Cuernavaca encabeza un proceso técnico para definir con exactitud dónde termina su territorio y dónde empiezan los municipios vecinos de Huitzilac, Tepoztlán, Jiutepec, Temixco y Xochitepec. Este proyecto busca resolver conflictos históricos sobre qué autoridad debe bachear calles, enviar patrullas o cobrar impuestos en las zonas donde las fronteras municipales eran, hasta ahora, ambiguas.
La falta de claridad en los límites territoriales afecta directamente la atención ciudadana en la zona metropolitana, ya que frecuentemente los ayuntamientos evaden responsabilidades en calles que dividen dos demarcaciones. Con esta delimitación, se pretende establecer un cuadro de construcción y memoria descriptiva que sirva como base legal definitiva para la prestación de servicios públicos.
“Estamos trabajando para lograr que Cuernavaca y los 35 municipios restantes tengan orden en sus límites y podamos darle certeza a la gente respecto de los servicios que le corresponden a cada ayuntamiento”, explicó José Luis Urióstegui Salgado, presidente municipal de Cuernavaca. El alcalde recordó que este plan inició con la división interna de la capital, donde ya se delimitaron 241 colonias y poblados.

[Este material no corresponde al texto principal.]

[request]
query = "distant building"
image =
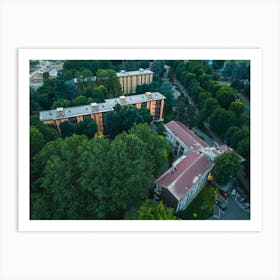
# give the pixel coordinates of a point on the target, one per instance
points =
(181, 183)
(129, 80)
(154, 101)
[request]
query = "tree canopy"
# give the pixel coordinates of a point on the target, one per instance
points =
(81, 178)
(153, 211)
(226, 167)
(108, 78)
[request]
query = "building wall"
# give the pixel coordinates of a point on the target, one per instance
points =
(193, 192)
(100, 117)
(130, 82)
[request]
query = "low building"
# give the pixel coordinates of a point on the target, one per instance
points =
(181, 183)
(154, 101)
(183, 140)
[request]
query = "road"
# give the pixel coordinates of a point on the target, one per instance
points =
(233, 212)
(209, 131)
(213, 137)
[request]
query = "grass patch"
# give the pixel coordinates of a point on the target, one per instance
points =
(201, 207)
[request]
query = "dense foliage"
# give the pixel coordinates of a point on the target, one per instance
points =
(226, 167)
(153, 211)
(215, 89)
(78, 178)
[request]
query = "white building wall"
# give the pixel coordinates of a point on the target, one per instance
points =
(193, 192)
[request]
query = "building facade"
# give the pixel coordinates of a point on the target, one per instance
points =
(154, 101)
(129, 80)
(181, 183)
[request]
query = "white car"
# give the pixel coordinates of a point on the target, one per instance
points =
(233, 191)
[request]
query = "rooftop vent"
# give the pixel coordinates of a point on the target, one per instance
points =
(122, 98)
(94, 106)
(195, 179)
(149, 94)
(59, 111)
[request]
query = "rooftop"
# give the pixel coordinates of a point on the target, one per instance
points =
(122, 73)
(185, 135)
(141, 71)
(184, 172)
(106, 106)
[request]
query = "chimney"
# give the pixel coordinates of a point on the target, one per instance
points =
(122, 99)
(94, 106)
(149, 94)
(59, 111)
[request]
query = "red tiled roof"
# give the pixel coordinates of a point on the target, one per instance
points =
(221, 149)
(185, 135)
(181, 179)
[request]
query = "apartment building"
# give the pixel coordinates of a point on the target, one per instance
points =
(129, 80)
(154, 101)
(181, 183)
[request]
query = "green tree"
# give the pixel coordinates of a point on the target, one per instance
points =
(180, 106)
(210, 104)
(221, 120)
(226, 167)
(109, 79)
(61, 102)
(237, 107)
(225, 96)
(60, 179)
(218, 64)
(131, 172)
(112, 124)
(158, 67)
(155, 145)
(191, 120)
(66, 128)
(167, 90)
(154, 211)
(235, 134)
(48, 131)
(37, 141)
(87, 127)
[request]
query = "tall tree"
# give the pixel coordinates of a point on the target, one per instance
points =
(154, 211)
(37, 141)
(108, 78)
(87, 127)
(155, 145)
(226, 167)
(225, 95)
(221, 120)
(237, 107)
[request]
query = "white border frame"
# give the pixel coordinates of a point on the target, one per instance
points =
(254, 55)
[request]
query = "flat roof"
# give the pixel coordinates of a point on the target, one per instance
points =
(119, 74)
(183, 174)
(134, 73)
(106, 106)
(186, 136)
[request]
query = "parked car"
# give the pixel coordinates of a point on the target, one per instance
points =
(223, 194)
(242, 199)
(221, 205)
(233, 191)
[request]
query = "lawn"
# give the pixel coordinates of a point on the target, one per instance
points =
(201, 207)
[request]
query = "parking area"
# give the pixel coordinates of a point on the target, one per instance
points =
(231, 206)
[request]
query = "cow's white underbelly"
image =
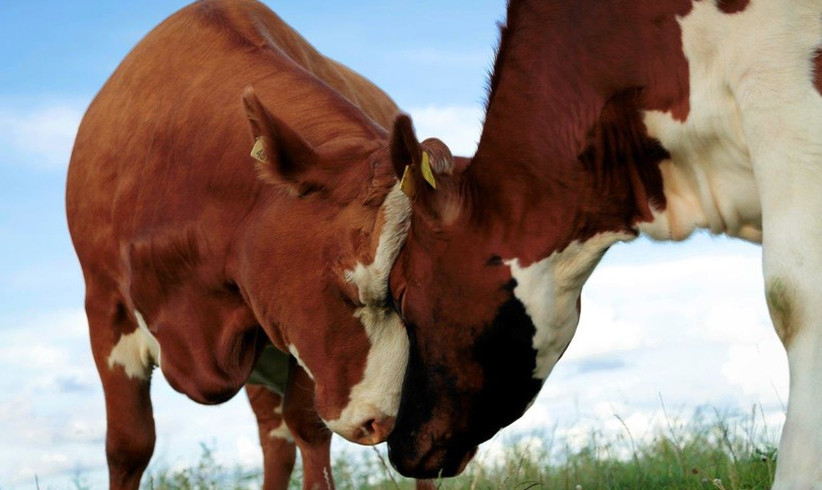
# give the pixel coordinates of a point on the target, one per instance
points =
(733, 58)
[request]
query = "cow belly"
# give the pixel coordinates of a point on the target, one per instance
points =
(735, 60)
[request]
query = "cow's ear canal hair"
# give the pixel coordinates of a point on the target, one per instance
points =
(281, 154)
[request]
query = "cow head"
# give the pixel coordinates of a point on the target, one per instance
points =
(489, 292)
(325, 295)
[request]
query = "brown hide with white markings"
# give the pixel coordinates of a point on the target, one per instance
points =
(175, 224)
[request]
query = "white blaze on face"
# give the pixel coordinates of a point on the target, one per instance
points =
(549, 290)
(137, 353)
(294, 352)
(281, 431)
(378, 394)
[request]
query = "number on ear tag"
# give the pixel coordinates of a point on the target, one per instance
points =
(258, 152)
(427, 174)
(407, 182)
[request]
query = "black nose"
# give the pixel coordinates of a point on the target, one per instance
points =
(431, 462)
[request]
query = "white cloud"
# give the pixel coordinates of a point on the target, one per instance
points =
(687, 330)
(457, 126)
(41, 137)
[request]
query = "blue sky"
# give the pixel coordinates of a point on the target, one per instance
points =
(682, 322)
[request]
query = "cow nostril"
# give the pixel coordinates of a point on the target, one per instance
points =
(375, 431)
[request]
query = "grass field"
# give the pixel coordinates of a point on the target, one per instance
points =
(711, 451)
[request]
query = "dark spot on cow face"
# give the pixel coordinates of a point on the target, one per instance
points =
(494, 261)
(732, 6)
(448, 409)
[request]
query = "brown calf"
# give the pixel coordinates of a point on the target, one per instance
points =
(196, 255)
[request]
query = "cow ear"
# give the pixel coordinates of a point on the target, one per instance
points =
(418, 165)
(429, 174)
(282, 156)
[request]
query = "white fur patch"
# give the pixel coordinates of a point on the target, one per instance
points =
(372, 280)
(549, 290)
(752, 65)
(137, 353)
(281, 431)
(378, 394)
(293, 350)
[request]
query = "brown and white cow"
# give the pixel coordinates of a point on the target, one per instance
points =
(285, 427)
(607, 119)
(196, 255)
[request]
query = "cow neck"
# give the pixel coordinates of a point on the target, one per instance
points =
(547, 159)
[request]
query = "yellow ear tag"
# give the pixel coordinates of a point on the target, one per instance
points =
(407, 182)
(258, 152)
(427, 174)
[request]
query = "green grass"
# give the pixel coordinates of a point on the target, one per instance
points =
(706, 452)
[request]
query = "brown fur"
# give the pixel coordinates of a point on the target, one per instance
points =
(169, 218)
(732, 6)
(563, 156)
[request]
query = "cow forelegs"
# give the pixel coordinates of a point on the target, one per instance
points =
(279, 450)
(792, 250)
(311, 435)
(796, 309)
(120, 355)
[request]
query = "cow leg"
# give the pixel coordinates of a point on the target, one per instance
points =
(126, 378)
(279, 451)
(793, 268)
(311, 435)
(783, 131)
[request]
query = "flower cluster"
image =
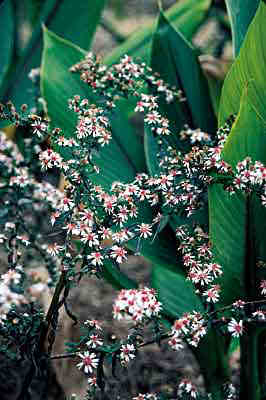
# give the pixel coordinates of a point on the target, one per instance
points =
(190, 327)
(187, 390)
(137, 305)
(198, 259)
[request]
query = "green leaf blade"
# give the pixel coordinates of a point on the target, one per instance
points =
(247, 70)
(186, 16)
(77, 23)
(7, 29)
(123, 157)
(240, 13)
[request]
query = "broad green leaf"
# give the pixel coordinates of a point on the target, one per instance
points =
(7, 38)
(249, 69)
(58, 84)
(240, 13)
(174, 291)
(177, 63)
(33, 8)
(238, 222)
(76, 22)
(120, 160)
(185, 16)
(178, 296)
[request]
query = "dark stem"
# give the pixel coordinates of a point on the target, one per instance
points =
(52, 310)
(249, 377)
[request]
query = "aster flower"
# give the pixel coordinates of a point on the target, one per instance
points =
(89, 361)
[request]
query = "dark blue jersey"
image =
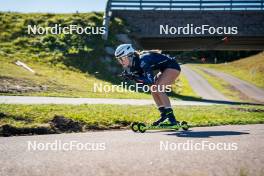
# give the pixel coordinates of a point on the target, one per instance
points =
(147, 63)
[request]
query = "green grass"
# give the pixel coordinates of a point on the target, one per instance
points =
(107, 115)
(67, 65)
(221, 85)
(250, 69)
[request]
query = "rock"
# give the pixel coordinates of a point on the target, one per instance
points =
(123, 38)
(8, 130)
(110, 51)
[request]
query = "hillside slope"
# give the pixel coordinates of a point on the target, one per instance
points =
(65, 65)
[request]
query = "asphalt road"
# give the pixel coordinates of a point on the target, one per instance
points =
(128, 153)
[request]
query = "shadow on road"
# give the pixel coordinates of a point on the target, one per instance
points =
(191, 98)
(206, 134)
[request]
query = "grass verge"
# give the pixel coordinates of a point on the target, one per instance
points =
(250, 69)
(104, 116)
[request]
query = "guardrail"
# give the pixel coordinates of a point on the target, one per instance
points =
(186, 5)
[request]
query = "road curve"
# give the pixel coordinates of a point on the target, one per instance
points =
(128, 153)
(201, 86)
(246, 88)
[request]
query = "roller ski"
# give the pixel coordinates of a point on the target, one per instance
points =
(142, 127)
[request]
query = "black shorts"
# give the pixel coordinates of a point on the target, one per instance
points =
(171, 64)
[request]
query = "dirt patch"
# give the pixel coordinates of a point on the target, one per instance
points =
(232, 89)
(16, 118)
(12, 85)
(8, 130)
(249, 109)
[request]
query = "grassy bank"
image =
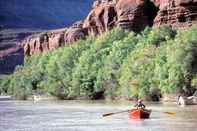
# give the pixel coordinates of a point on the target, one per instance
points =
(117, 64)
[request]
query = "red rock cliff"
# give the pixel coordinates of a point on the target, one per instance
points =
(132, 15)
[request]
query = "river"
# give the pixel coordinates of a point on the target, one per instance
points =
(87, 116)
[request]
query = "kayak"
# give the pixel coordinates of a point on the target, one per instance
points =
(139, 114)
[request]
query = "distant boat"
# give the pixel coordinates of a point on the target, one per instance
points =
(139, 114)
(5, 98)
(36, 97)
(183, 100)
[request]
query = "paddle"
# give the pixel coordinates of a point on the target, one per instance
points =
(113, 113)
(170, 113)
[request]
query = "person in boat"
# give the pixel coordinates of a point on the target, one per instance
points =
(139, 104)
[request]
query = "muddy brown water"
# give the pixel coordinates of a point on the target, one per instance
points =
(87, 116)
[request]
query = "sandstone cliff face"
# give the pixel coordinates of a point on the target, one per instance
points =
(132, 15)
(176, 13)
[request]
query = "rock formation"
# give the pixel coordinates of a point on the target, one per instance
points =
(176, 13)
(132, 15)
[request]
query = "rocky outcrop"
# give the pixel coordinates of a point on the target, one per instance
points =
(131, 15)
(53, 39)
(43, 42)
(102, 17)
(176, 13)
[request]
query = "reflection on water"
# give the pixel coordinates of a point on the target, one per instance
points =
(87, 116)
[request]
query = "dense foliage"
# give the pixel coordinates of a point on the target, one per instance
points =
(117, 64)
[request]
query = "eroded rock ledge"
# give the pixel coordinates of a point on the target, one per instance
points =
(132, 15)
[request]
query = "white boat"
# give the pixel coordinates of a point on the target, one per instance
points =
(5, 98)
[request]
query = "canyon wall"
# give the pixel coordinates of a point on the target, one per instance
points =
(131, 15)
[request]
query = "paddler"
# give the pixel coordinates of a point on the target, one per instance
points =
(139, 104)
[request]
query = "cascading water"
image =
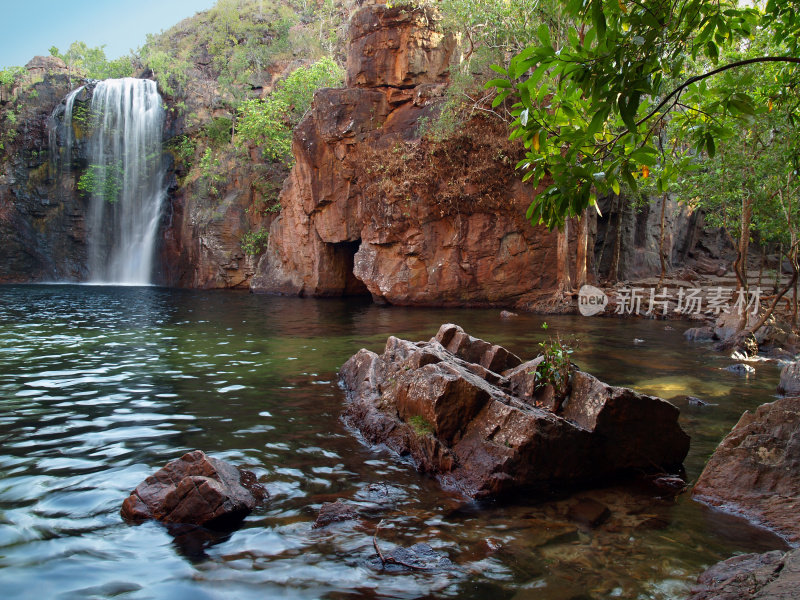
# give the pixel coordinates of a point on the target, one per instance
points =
(63, 127)
(125, 175)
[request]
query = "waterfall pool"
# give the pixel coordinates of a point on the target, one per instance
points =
(100, 386)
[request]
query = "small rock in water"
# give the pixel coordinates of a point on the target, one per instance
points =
(669, 484)
(741, 369)
(790, 380)
(699, 334)
(333, 512)
(421, 557)
(589, 512)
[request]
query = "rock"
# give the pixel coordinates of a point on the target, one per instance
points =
(397, 46)
(333, 512)
(741, 369)
(371, 208)
(420, 557)
(46, 65)
(42, 217)
(770, 576)
(479, 433)
(588, 512)
(669, 485)
(790, 380)
(699, 334)
(727, 326)
(196, 489)
(742, 344)
(755, 471)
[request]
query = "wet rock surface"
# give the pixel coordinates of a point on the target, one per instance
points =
(755, 471)
(741, 369)
(334, 512)
(790, 379)
(771, 576)
(195, 489)
(467, 412)
(42, 217)
(419, 557)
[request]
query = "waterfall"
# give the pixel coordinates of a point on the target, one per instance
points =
(125, 177)
(64, 128)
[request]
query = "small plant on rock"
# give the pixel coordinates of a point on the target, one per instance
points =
(420, 425)
(556, 366)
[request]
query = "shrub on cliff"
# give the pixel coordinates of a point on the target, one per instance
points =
(268, 123)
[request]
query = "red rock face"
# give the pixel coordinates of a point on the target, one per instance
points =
(371, 208)
(397, 47)
(442, 403)
(755, 471)
(194, 489)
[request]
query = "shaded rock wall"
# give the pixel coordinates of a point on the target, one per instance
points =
(42, 218)
(371, 208)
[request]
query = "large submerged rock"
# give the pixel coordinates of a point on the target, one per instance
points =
(770, 576)
(195, 489)
(755, 471)
(468, 412)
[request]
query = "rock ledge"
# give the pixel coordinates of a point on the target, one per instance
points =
(469, 413)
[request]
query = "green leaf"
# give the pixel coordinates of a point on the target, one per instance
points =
(598, 121)
(710, 146)
(712, 51)
(498, 83)
(599, 19)
(543, 33)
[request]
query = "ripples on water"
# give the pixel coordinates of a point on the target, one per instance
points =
(100, 386)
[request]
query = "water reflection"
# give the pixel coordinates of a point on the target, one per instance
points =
(100, 386)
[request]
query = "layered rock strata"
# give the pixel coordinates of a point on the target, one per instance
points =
(471, 414)
(370, 208)
(755, 471)
(195, 489)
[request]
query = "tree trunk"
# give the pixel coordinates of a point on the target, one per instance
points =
(613, 272)
(611, 210)
(564, 280)
(581, 255)
(661, 243)
(744, 247)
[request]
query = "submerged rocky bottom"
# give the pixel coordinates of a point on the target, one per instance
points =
(102, 386)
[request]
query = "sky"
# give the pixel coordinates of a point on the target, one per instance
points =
(30, 27)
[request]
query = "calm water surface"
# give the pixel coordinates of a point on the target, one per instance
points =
(100, 386)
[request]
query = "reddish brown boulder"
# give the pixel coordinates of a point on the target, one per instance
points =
(459, 420)
(196, 489)
(755, 471)
(373, 208)
(397, 46)
(334, 512)
(790, 379)
(770, 576)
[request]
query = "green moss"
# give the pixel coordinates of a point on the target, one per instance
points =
(421, 425)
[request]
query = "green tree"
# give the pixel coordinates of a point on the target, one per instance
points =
(268, 123)
(591, 108)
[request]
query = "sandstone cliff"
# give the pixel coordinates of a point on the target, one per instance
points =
(371, 208)
(41, 218)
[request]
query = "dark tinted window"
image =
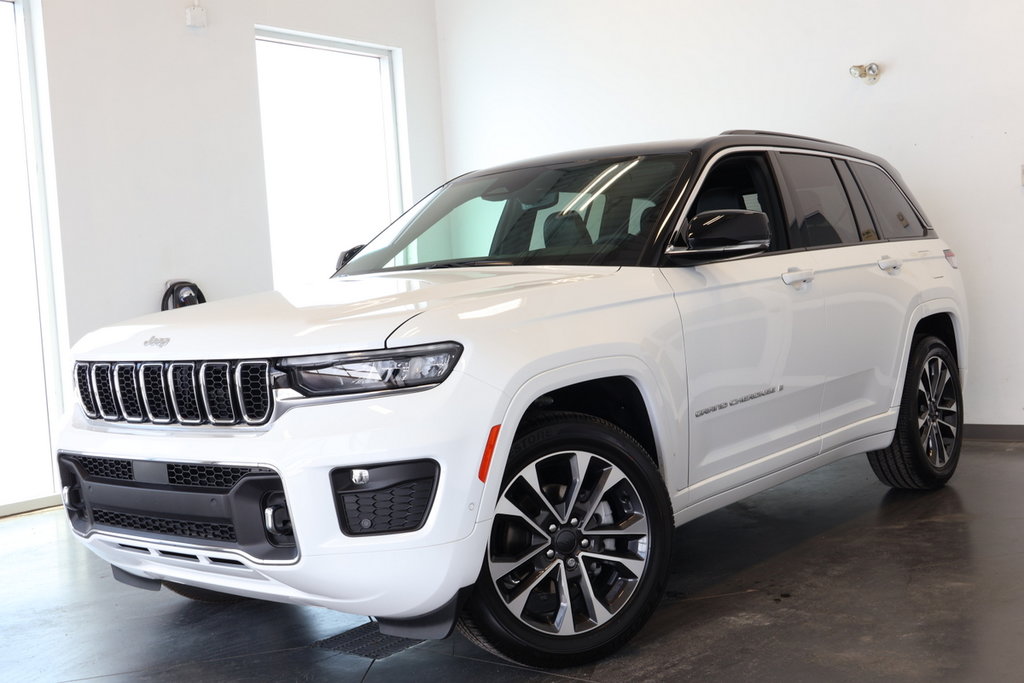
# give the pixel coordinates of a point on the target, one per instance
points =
(893, 213)
(823, 213)
(593, 212)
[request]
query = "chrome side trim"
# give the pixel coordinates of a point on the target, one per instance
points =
(204, 387)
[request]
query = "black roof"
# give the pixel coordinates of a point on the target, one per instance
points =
(704, 147)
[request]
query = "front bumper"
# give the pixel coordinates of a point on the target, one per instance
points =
(395, 574)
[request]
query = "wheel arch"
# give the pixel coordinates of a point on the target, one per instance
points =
(635, 403)
(943, 326)
(943, 318)
(614, 398)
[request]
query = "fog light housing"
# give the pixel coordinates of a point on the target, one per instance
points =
(384, 499)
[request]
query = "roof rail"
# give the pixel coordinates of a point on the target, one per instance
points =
(770, 132)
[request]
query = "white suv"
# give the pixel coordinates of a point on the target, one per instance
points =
(497, 411)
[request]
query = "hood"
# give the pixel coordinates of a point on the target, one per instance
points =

Brenda García Pineda, directora de Vinculación Metropolitana, detalló que las propuestas no son improvisadas, sino que surgen de un análisis cartográfico y recorridos de campo. En estas labores participan también el INEGI y la Comisión Nacional del Agua para validar que los trazos coincidan con la realidad geográfica y los registros agrarios actuales.
Por su parte, Eder Rodríguez Casillas y Roberto González Zúñiga, alcaldes de Jiutepec y Xochitepec respectivamente, coincidieron en que este acuerdo evitará que los ciudadanos queden en un “limbo” administrativo. Al tener coordenadas precisas, se facilita la planeación urbana y la ejecución de obras conjuntas entre los municipios de la zona conurbada.
El proceso no termina con el acuerdo entre alcaldes. Una vez que los cabildos aprueben los nuevos trazos técnicos, la documentación será enviada a la Comisión Estatal de Reservas Territoriales y, finalmente, al Congreso del Estado de Morelos. Solo con el aval de los diputados locales estos límites tendrán validez oficial permanente, convirtiéndose en el primer precedente de este tipo en la historia de la entidad.